Asparagus, that edible lily, headed the lists from both our gardener and our favorite produce purveyor. The emblem of spring would at last grace our soups, appetizers, pastas and side dishes.

But wait! The gifts continued: baby carrots, green garlic, heirloom beets, new potatoes, rhubarb, Romanesque broccoli and spring onions. We began to work together, tossing about ideas for spring menus and recipes.

For the home chef, meals with spring produce can be easy and inspired.

Preparation times are reduced. Simple combinations take advantage of freshness. and spring herbs such as cilantro, chervil, rosemary and thyme can add complexity and interest to dishes.

A saute pan filled with lightly blanched vegetables and a kiss of extra virgin olive oil or sweet butter is all it takes to complete a dish of freshly caught salmon, roast chicken or spring lamb.

Salads become entrees. Tender greens and radicchio mingle with roasted baby beets or tiny shaved artichokes. Add a little feta cheese, some croutons, a good sherry vinegar and a little olive oil and see what spring tastes like. Or try a stir-fry of sliced green garlic, broccoli florets and snow peas. Add some pasta al dente, top with grated Parmesan, and dinner is served.

At home, after a week in the restaurant, I grill everything. My approach is simple. I might take some baby carrots, spring onions and new potatoes and toss them with fresh cracked pepper, olive oil, aged red wine vinegar and some chopped herbs. I seal them up in aluminum foil packets and toss on the grill with whatever main course Im serving. I turn the packets often - gently pressing the thickest vegetables to see when theyre tender - and done.

The seasons best

The selection of vegetables available right now, after a long winter, is astonishing. But the star of the season is asparagus. Roasted or grilled, sauteed or steamed, this quickly prepared stalk should be front and center on any plate. Asparagus officinal, the parent species of most cultivated varieties, has been used as food and medicine for more than 2,000 years. The Greeks harvested wild asparagus, and the ancient Romans later invented the first techniques for domestication. While plants are not cut for the first two to three years of growth, they may last a half-century.

California produces 70 percent of the nations asparagus, most of it green.

But it comes in other colors. Sweet purple is a variety whose lovely shade quickly fades if overcooked. The white variety, preferred by Europeans, is grown under mounds of earth to prevent it from turning color.

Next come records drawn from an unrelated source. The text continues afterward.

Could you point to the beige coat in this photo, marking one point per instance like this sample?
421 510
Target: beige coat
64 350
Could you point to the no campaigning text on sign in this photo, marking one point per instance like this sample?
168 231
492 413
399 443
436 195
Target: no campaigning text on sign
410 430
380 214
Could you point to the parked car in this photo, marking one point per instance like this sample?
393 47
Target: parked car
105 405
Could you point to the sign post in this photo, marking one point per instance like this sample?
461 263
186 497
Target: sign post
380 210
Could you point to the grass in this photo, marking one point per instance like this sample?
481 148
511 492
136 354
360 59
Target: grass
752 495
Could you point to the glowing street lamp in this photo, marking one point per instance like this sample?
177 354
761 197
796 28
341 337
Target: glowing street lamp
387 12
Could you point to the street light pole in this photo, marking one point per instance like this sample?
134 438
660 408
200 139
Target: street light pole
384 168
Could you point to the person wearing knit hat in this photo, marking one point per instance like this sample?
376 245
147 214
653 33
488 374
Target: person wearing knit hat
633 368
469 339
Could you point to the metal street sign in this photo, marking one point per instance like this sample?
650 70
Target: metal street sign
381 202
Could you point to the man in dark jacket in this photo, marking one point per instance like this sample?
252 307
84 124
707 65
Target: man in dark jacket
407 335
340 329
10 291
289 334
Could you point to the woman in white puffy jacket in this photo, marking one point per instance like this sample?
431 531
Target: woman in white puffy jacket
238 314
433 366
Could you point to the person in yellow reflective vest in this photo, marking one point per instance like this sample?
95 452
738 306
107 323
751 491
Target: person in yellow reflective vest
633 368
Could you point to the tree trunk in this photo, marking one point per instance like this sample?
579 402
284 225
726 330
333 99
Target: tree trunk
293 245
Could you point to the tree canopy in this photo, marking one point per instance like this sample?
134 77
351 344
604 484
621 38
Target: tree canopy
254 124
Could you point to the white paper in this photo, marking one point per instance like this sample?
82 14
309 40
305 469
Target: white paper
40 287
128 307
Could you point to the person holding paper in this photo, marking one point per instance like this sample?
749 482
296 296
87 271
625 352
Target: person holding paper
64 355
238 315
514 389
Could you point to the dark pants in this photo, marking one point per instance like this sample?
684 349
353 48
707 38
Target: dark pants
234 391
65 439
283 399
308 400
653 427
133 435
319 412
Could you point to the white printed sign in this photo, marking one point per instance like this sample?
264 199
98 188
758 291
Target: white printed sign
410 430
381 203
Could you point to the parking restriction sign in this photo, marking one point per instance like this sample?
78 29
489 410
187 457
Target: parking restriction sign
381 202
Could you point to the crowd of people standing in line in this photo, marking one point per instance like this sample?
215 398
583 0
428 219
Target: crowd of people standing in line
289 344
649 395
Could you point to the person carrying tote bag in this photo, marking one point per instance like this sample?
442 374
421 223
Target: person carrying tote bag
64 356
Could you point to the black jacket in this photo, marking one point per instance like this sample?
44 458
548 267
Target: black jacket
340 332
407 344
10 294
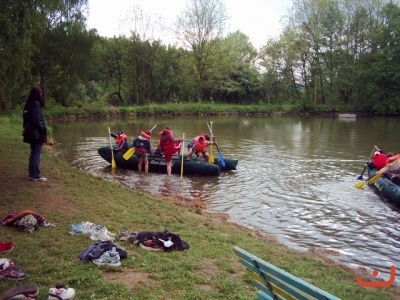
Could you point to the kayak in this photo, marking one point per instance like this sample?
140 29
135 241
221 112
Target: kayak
159 165
386 188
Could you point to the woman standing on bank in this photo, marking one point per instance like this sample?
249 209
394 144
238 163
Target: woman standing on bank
35 132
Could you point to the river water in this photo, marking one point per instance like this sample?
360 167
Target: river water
295 178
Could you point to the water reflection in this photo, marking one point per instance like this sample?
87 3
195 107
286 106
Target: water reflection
294 179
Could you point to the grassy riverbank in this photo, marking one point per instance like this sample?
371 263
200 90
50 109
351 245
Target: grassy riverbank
208 270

Young, thin shoots are my first choice for flavor and rapid cooking, but thicker stalks are great when skewered in rows and tossed straight on the grill.

Preparing asparagus

Asparagus is easily readied by snapping off the tough, whitish ends of the stem, which I save for flavoring stocks. Classic French preparation demands peeling the stem, but that isnt necessary with the more tender shoots.

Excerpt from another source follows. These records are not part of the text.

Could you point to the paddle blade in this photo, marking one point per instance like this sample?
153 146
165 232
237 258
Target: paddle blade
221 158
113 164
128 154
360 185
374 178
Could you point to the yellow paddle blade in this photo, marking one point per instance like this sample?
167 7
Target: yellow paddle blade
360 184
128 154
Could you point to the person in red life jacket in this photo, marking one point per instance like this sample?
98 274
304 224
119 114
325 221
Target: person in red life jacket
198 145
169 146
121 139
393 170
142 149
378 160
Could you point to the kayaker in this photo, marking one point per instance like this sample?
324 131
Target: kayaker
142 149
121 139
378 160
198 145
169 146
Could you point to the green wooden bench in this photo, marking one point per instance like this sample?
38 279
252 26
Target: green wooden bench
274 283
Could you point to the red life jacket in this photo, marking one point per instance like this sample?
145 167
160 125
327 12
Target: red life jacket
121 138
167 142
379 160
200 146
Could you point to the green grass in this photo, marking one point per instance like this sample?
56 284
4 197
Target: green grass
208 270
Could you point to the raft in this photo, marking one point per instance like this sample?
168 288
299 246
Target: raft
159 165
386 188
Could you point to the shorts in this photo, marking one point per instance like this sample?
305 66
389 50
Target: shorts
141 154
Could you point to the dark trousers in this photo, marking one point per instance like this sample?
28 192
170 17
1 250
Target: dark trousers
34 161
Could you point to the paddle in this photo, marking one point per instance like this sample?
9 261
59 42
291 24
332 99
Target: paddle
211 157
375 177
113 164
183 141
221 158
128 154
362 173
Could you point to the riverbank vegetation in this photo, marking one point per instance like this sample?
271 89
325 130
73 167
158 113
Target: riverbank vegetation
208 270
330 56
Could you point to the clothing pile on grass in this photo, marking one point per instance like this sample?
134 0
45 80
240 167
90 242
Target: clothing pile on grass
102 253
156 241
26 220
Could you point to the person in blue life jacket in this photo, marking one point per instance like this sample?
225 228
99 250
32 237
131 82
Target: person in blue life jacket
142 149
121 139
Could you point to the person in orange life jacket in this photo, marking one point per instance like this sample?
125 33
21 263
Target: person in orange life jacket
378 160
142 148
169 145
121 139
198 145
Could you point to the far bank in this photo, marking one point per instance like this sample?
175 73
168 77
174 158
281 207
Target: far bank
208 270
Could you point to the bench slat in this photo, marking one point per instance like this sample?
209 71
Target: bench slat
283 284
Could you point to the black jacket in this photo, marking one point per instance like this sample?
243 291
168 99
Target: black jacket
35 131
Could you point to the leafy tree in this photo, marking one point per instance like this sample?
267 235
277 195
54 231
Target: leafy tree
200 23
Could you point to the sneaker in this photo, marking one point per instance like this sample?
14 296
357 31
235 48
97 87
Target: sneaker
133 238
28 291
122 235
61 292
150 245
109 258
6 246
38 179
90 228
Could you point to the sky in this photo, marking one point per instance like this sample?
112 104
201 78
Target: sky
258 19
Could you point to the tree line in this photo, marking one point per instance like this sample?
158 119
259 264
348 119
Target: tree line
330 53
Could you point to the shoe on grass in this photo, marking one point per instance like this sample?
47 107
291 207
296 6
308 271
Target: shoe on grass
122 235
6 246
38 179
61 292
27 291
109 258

Blanching is best done in rapidly boiling salted water. One minute is usually enough for pencil-sized asparagus. If using in salads or reheating in a little foamy butter, flash cool the stalks in ice water to stop the cooking process and preserve the verdant color.

That green is the same enticing shade as the grapevine that our gardener was tending as my chefs and I concluded our meeting and glanced out the restaurants dining room window. Spring has arrived, the season of freshness has returned.